On September 11, 2001, nearly 3,000 people were killed in the terrorist attacks at the World Trade Center (WTC) in New York City, at the Pentagon building in Washington, D.C., and in a plane crash near Shanksville, Pennsylvania.
More than 400 casualties were police officers and firefighters, and over 10,000 people were treated for injuries.
9/11 was not the first terrorist attack on the World Trade Center. A bombing in February of 1993 killed six people.
On any given workday, up to 50,000 employees worked in the WTC twin towers, and an additional 40,000 passed through the complex.

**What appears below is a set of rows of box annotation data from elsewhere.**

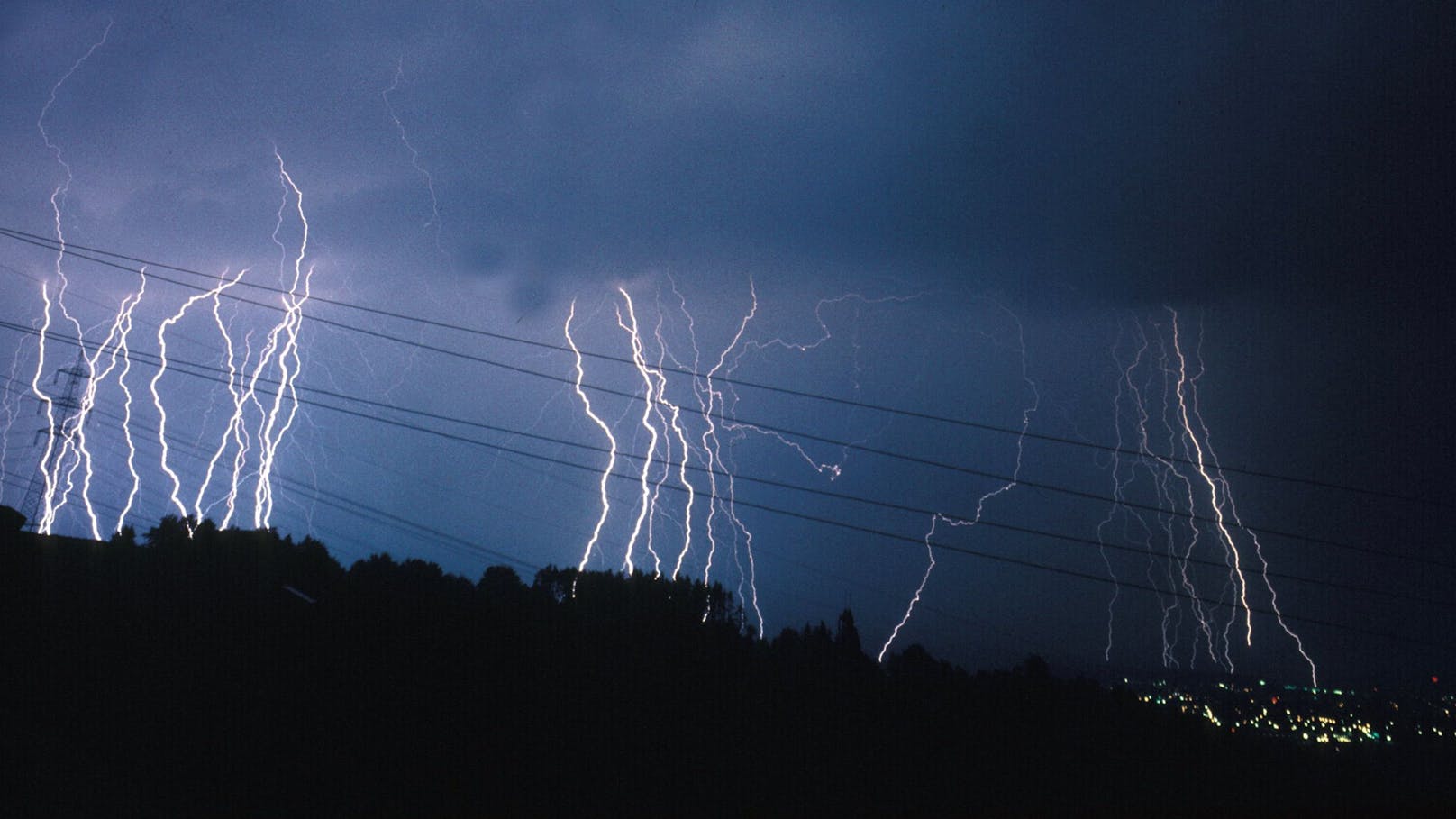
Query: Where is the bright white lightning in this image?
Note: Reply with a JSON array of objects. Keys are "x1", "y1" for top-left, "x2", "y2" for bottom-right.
[
  {"x1": 657, "y1": 276, "x2": 698, "y2": 580},
  {"x1": 31, "y1": 281, "x2": 55, "y2": 535},
  {"x1": 192, "y1": 268, "x2": 248, "y2": 529},
  {"x1": 699, "y1": 278, "x2": 763, "y2": 634},
  {"x1": 562, "y1": 299, "x2": 617, "y2": 579},
  {"x1": 149, "y1": 283, "x2": 224, "y2": 535},
  {"x1": 253, "y1": 149, "x2": 313, "y2": 529},
  {"x1": 32, "y1": 21, "x2": 114, "y2": 535},
  {"x1": 73, "y1": 277, "x2": 141, "y2": 541},
  {"x1": 116, "y1": 268, "x2": 147, "y2": 532},
  {"x1": 380, "y1": 57, "x2": 445, "y2": 255},
  {"x1": 877, "y1": 299, "x2": 1041, "y2": 661},
  {"x1": 1173, "y1": 314, "x2": 1319, "y2": 687},
  {"x1": 617, "y1": 287, "x2": 662, "y2": 574},
  {"x1": 648, "y1": 305, "x2": 695, "y2": 580},
  {"x1": 1166, "y1": 307, "x2": 1253, "y2": 646}
]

The rescue and recovery clean-up of the 1.8 million tons of wreckage from the World Trade Center site took 9 months.
Passengers aboard United Flight 93, which had been delayed, heard about the previous airplane attacks in New York City and at the Pentagon attacks and attempted to retake control of the plane from hijackers. As a result, the hijackers dilberately crashed the plane in a Pennsylvania field instead of at their unknown target.
9/11 was the single largest loss of life from a foreign attack on American soil.

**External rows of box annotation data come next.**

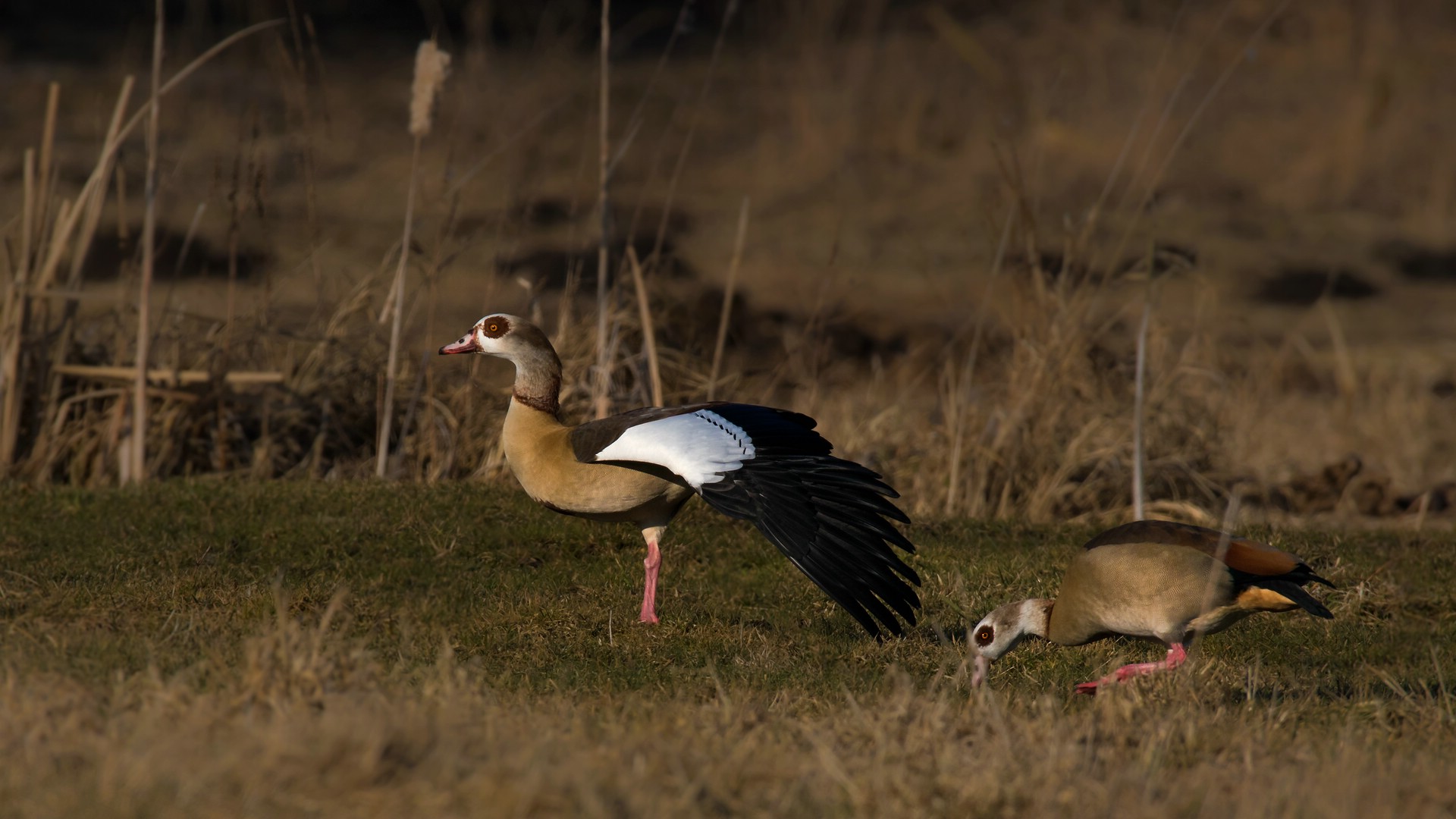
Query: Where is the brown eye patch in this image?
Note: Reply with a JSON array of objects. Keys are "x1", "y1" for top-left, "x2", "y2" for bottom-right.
[{"x1": 481, "y1": 316, "x2": 511, "y2": 338}]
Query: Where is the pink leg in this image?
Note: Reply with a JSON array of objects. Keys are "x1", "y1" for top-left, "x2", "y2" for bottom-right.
[
  {"x1": 1078, "y1": 642, "x2": 1188, "y2": 694},
  {"x1": 641, "y1": 535, "x2": 663, "y2": 623}
]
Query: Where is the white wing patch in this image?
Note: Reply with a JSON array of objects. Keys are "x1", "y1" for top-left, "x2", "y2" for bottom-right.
[{"x1": 597, "y1": 410, "x2": 753, "y2": 490}]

In 2001, New York City fire evacuation procedures only required mandatory evacuations for floors immediately surrounding a fire. After a plane struck Building 1 of the WTC, Building 2 employees were initially told to stay in the building.
Though both the police and fire departments of New York City had their own emergency response procedures, the two departments did not have a coordinated response plan to a major incident.
While video accounts of the WTC attack aired immediately, no video footage of the Pentagon attack was publicly released until 2006.
18 people were rescued alive from the rubble of the World Trade Center site.
Cases of post-traumatic stress are common among 9/11 survivors and rescue workers. Respiratory problems like asthma and lung inflammation also developed at abnormal rates for those in and around the World Trade Center during and after the attacks.